Collector failover principle
It is possible to configure a collector to function as a failover collector for another collector.
Normal operation
In normal operation the main collector is collecting data and “healthy”. The main collector will make it’s health available to the failover collector. As long as the failover collector can verify that the main collector is healthy it will remain dormant.
Main collector is down
In this scenario the failover collector has not been able to verify the health of the main collector in a predefined time frame due to the main collector failing or the machine on which it is running failing. In this case the failover collector will become active and start the collection of data on the failover server.

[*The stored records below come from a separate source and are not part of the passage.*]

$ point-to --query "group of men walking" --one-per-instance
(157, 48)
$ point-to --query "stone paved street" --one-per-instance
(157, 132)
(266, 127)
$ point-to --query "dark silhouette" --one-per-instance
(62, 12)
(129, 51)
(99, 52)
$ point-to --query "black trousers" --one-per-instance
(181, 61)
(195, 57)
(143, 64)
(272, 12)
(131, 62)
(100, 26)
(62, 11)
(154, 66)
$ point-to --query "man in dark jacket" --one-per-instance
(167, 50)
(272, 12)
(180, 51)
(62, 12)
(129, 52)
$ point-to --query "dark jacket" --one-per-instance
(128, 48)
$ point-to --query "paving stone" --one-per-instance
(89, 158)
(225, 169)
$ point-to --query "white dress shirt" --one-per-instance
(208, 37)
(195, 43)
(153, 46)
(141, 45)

Main collector is unhealthy but reachable
In this scenario the failover collector received a health status from the main collector but the health status has been bad for a predefined time frame. In this case the failover collector will become active and start the collection of data on the failover server.
Network down
In this case the communication between the main collector and the failover collector is prevented by a network issue. In this case both collectors will collect data for the configured measurements.
Configuration
To configure the failover for a collector create a new collector, install it on the target machine and perform the initial registration. Once the collector has been registered go to the settings page. After toggling the failover switch a new panel called “Failover settings” should appear with the options described below.
Main collector
Select the main collector for which you want the collector to be the failover. Only collectors of the same type can be selected.
Port
This is the port the main collector will listen on to serve the health status to the failover collector. Enter a valid tcp port number greater than 1023 if your collector is running without administrator or root privileges and make sure your firewall configuration allows a connection on this port from the host on which the failover collector is running to the host on which the main collector is running.
Host
This is the host address to which the failover collector will try to connect to get the health status of the main collector. This can be an ip address or a resolvable hostname.
Timeout
This is the number of seconds the failover collector will wait before becoming “active” after it has deemed the main collector to be unhealthy.
Stop delay
This is the number of seconds the failover collector will wait before returning to the “idle” state after it deemed the main collector to be healthy.